After considering this characterization of love, I decided to live according to these principles to see where it took me. If the other things I had chased after brought me nothing but unhappiness, I could at least pursue something that had made me happy at one point in my life.
As I read more of the Bible, I found some verses that changed my thoughts on God in general.
1 John 4:8
Whoever does not love does not know God, because God is love.
1 John 4:11
Dear friends, since God so loved us, we also ought to love one another.
Hebrews 13:8
[God] is the same yesterday and today and forever.
I thought that if God was love, and God loved me in the way the Bible defined love, I would strive to love others in the same way.
Also, because of God’s eternal nature, it meant that his loving character would remain the same. This meant that my reflection of eternal love must be just as immovable and consistent.
You can ask the string of broken hearted women I have left trailing in my wake about how long this has taken to actually achieve, but I finally did it.
The verses above provided an example for what type of love to give people in a variety of contexts. I wanted to love my friends, family, business partners, strangers, girlfriend/spouse, and future children in a way that felt peaceful and right.
This meant being forgiving, not getting into pointless arguments, or holding grudges. It meant always thinking the best of someone, and trusting that they’ll work to change when they say they will.
As loving behavior is an active and ongoing choice, it also meant that I would need to express my sense of committment through both words and actions, consistently and clearly.
In my life I strive to push myself to love people more each day. This influences my friendships, romantic ideals, business interactions, and every aspect of my life.
I used to think the toughest part of applying this loving standard was in caring for myself despite my faults and shortcomings. Though after a number of years, I understand now that it is harder to be vulnerable and accept love from others; love requires trust, vulnerability, and honesty.
I have found that one of the greatest things that keeps people from loving each other and being consistently vulnerable is fear.
We can become afraid, and our hearts closed, for a variety of reasons such as the fear of:
  • Rejection
  • Loneliness
  • Not having our needs met
  • Being exposed
  • Getting caught
Personally, my biggest barrier to accepting love is my fear of rejection. I’ve been rejected so many times it’s hard to keep track.
For some, it is society’s push to always want something more for ourselves that keeps us from loving or being loved. We are not trained to be able to say,
“I’m happy and satisfied with my life.”
Instead, we are almost always looking at how we can improve our social, financial, or professional status, achieve some type of goal, travel here, or eat there.
These “goals” are actually endless pursuits, they will lead us farther and farther away from ourselves if we let them. I know many people who have experienced misery for the sake of chasing after their happiness.
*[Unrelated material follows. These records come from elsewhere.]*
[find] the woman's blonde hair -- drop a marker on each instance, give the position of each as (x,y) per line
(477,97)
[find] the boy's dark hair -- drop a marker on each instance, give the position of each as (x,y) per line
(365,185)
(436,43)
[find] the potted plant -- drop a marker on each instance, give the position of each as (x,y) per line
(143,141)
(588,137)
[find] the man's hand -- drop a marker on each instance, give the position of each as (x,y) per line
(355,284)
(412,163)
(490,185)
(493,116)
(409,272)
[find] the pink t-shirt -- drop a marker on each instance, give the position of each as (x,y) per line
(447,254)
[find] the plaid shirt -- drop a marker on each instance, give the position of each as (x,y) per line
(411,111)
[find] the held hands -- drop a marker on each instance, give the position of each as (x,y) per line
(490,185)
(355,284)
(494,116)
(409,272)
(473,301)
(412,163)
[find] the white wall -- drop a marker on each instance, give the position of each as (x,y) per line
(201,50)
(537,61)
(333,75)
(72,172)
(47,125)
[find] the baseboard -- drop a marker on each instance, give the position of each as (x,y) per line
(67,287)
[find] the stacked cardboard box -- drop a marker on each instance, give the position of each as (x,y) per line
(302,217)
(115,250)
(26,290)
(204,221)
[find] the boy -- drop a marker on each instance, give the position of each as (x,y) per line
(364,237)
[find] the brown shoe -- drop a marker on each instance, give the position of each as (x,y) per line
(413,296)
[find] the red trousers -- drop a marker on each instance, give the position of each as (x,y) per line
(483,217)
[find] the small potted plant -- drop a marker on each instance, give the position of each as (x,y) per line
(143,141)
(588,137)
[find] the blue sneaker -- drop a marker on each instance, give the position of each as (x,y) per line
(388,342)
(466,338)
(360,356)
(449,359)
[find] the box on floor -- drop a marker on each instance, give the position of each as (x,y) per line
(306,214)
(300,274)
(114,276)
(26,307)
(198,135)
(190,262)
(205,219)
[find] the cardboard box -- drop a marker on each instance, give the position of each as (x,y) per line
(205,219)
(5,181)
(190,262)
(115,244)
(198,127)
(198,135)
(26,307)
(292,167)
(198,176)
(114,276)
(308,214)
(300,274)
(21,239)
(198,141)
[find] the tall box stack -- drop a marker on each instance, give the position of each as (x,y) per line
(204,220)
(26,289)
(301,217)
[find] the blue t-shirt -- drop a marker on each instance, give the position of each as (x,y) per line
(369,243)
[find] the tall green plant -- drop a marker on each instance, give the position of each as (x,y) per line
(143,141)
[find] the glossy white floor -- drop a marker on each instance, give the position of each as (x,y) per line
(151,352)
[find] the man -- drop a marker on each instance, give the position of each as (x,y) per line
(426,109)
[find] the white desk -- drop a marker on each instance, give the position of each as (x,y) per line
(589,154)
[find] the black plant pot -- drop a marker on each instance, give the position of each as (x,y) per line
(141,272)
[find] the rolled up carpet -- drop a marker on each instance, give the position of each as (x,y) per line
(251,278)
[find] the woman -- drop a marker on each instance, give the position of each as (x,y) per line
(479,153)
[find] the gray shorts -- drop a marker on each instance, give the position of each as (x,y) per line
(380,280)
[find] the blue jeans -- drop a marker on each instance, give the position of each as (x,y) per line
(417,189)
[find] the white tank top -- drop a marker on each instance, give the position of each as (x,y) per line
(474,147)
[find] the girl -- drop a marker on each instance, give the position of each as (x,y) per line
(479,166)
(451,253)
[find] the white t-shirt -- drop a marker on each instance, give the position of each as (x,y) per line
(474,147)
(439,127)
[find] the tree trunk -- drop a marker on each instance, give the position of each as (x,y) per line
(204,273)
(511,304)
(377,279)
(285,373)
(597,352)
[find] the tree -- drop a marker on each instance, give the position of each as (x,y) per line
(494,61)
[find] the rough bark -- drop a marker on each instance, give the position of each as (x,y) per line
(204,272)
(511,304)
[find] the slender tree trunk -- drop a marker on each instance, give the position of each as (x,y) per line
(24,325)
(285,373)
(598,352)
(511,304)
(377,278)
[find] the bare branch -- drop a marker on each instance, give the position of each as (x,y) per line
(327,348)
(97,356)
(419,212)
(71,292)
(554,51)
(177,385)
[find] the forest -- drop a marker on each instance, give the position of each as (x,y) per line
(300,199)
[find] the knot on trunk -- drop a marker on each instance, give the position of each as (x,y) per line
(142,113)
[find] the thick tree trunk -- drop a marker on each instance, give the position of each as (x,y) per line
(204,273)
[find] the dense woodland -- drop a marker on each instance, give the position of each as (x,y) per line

They achieve what they set out to, but in the end they’re just as unhappy and miserable as they were when they started. The worst part of this, is that there are often sacrifices of emotions, money, but most importantly time–something we can never get back.
So why chase after the wind and become unhappy, just to be even more unhappy?
This question way overcomplicates things I know, life shouldn’t be that simple.
I am the happiest when I accept myself, and my life, for what it is. Having goals is important, but so is being content with what we have.